John glanced at his watch and shook his head regretfully. “Sorry, but I've got to head off.” He beamed widely at Dee, an expression of pure delight on his face. “It's my daughter's birthday and I promised to pick up the cake on the way home.”
 
“Save a piece for me.” Dee pleaded.
 
John shook his head. “I don't think I could mush it up enough to put it through that.” he said, pointing at the drip connected to Dee's arm.
 
“I can eat solids now!” Dee protested. “Please? Just a little bit? This hospital food is killing me!”
 
John shook his head once more as he stood and headed for the door. “Sorry, I can tell you now that there's not going to be anything left after eight kids are done with it, so just give up on the thought now. Anyway, see you later.
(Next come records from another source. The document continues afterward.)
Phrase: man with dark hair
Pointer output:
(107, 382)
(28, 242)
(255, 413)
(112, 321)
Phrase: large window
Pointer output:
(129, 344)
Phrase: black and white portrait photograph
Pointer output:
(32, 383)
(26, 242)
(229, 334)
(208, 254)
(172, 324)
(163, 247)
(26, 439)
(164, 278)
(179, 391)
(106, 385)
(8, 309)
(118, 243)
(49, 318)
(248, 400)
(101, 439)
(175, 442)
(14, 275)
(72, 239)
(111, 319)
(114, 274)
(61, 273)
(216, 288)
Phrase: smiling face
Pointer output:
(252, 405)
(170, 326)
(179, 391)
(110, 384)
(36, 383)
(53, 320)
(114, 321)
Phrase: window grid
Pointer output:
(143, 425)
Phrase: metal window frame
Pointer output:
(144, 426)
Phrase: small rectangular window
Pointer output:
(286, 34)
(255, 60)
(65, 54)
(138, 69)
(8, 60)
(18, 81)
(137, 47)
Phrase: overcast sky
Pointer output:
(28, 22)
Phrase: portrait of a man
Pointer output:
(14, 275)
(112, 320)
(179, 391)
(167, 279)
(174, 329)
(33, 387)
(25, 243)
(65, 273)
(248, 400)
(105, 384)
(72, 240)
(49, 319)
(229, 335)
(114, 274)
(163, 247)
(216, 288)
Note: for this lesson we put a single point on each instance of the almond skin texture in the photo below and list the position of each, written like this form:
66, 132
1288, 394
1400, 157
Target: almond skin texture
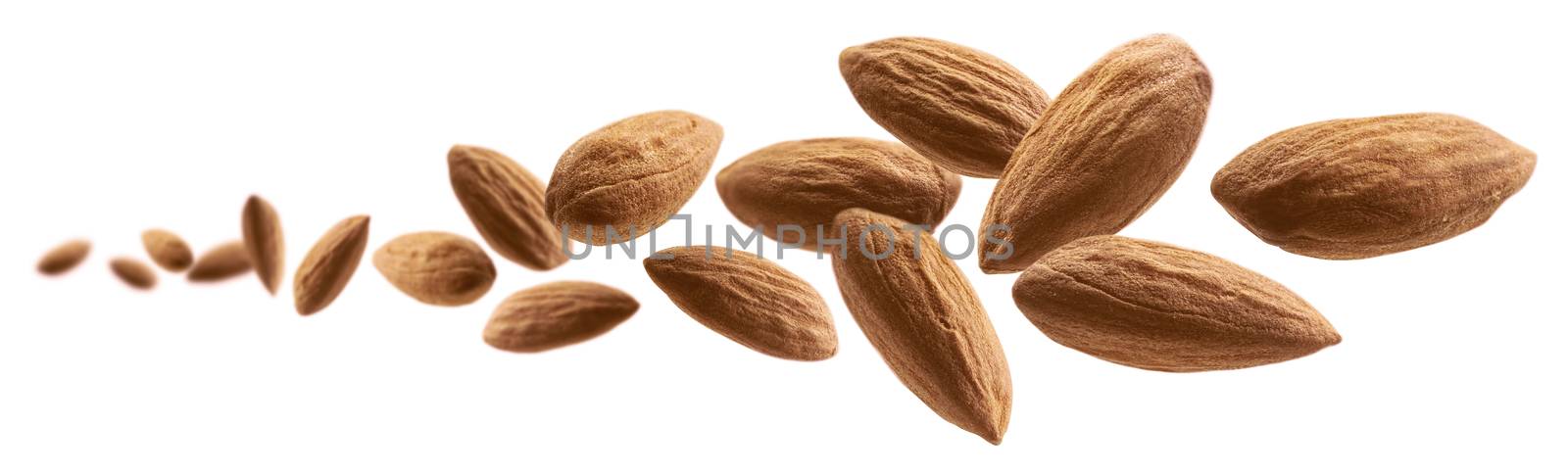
749, 300
1165, 308
133, 272
808, 182
436, 267
925, 320
220, 262
631, 174
1102, 154
1353, 189
167, 250
507, 206
958, 107
557, 314
65, 257
264, 242
329, 264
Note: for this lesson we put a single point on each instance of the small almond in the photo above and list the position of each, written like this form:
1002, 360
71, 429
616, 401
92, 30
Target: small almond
329, 264
557, 314
749, 300
1165, 308
436, 267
And don't go chasing any nurses!”
 
Dee gave a half-hearted wave back, as he replied with a slight grimace. “I wouldn't be able to catch them at this stage. The only person who gets close enough for me to actually grab is usually Ryo.”
 
“Well, that can't be all bad surely!”, was John's parting comment as he left.
 
You have no idea, Dee thought on John's last comment. At one time it wouldn't have been all bad at all. At one time he would have been trying to grab his partner and pull him down on the bed or into a kiss, no matter how ill he was or in how much pain. At one time, being that close and intimate with Ryo was the only thing that mattered to him. Now, being in that close a proximity to Ryo only caused him more pain because he couldn't act on his feelings.